On Tue, 14 Apr 2009 03:15:20 am Stephen J. Turnbull wrote:
People see email as (rich-)text.
It's not clear what you actually mean by "(rich-)text". In the context of email, I understand it to mean HTML in the body, web-bugs, security exploits, 36pt hot-pink bold text on a lime-green background, and all the other wonderful things modern mail clients let you put in your email. But as far as I know, no mail client tries to render HTML tags inside mail headers, so you're probably not talking about HTML rich-text. I guess you mean Unicode characters. Am I right?

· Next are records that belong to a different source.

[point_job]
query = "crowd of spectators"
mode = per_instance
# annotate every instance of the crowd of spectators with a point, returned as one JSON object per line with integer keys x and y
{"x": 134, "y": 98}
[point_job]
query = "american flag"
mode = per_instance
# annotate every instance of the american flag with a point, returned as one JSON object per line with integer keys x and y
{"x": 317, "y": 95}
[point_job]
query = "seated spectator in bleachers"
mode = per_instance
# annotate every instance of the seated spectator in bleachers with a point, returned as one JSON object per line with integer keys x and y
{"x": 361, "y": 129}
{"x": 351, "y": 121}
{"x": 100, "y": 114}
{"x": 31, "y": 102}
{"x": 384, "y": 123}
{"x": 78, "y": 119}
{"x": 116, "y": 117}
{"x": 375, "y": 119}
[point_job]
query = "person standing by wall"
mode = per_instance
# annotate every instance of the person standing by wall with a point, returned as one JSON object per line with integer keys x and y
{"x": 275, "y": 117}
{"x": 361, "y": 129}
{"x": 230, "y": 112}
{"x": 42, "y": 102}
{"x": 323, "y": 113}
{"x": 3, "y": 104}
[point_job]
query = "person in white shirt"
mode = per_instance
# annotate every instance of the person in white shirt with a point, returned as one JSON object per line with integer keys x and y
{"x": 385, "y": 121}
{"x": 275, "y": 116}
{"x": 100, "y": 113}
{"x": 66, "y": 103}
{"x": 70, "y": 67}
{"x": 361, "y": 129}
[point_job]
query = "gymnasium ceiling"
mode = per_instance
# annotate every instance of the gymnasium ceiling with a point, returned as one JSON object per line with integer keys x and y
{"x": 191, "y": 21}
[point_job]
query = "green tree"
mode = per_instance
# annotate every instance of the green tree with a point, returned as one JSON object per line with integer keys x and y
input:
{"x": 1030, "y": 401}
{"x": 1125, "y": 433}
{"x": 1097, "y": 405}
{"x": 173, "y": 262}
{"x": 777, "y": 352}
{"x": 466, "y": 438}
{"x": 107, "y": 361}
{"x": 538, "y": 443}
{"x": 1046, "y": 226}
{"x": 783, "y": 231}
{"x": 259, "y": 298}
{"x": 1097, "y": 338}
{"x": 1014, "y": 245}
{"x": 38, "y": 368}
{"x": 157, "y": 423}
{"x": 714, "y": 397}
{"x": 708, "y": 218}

Now, correct me if I'm wrong, but I don't think mail headers can actually be anything but bytes. I see that my mail client, at least, sends bytes in the Subject header. If I try to send characters, e.g. the subject header "Testing-β-" (without the quotes), what actually gets sent is the bytes "=?utf-8?q?Testing-=CE=B2-?=" (again without the quotation marks). This seems to be covered by RFC 2047:
If you're proposing converting those bytes into characters, that's all very well and good, but what's your strategy for dealing with the inevitable wrongly-formatted headers? If the header can't be correctly decoded into text, there still needs to be a way to get to the raw bytes. Apart from (e.g.) mail processing apps like SpamBayes which will want to inspect the raw bytes, mail readers will need to deal with badly formatted mail. The RFC states:
"However, a mail reader MUST NOT prevent the display or handling of a message because an 'encoded-word' is incorrectly formed."
Then MTAs see email as a string of octets. So guess what:
> > bytes(message['Subject'])
gives wire format. Yow! I think I'm just joking. Right?
Er, I'm not sure. Are you joking? I hope not, because it is important to be able to get to the raw, unmodified bytes that the MTA sees, without all the fancy processing you suggest.
Otherwise, you should have a unicode, and you simply look at the range of the string. If it fits in ASCII, Bob's your uncle. If not, Bob's your aunt (and you use UTF-8).
Again, correct me if I'm wrong, but all valid mail headers must fit in ASCII. RFC 5335 defines an experimental approach to allowing full Unicode in mail headers, but surely it's going to be a while before that's common, let alone standard.
-- Steven D'Aprano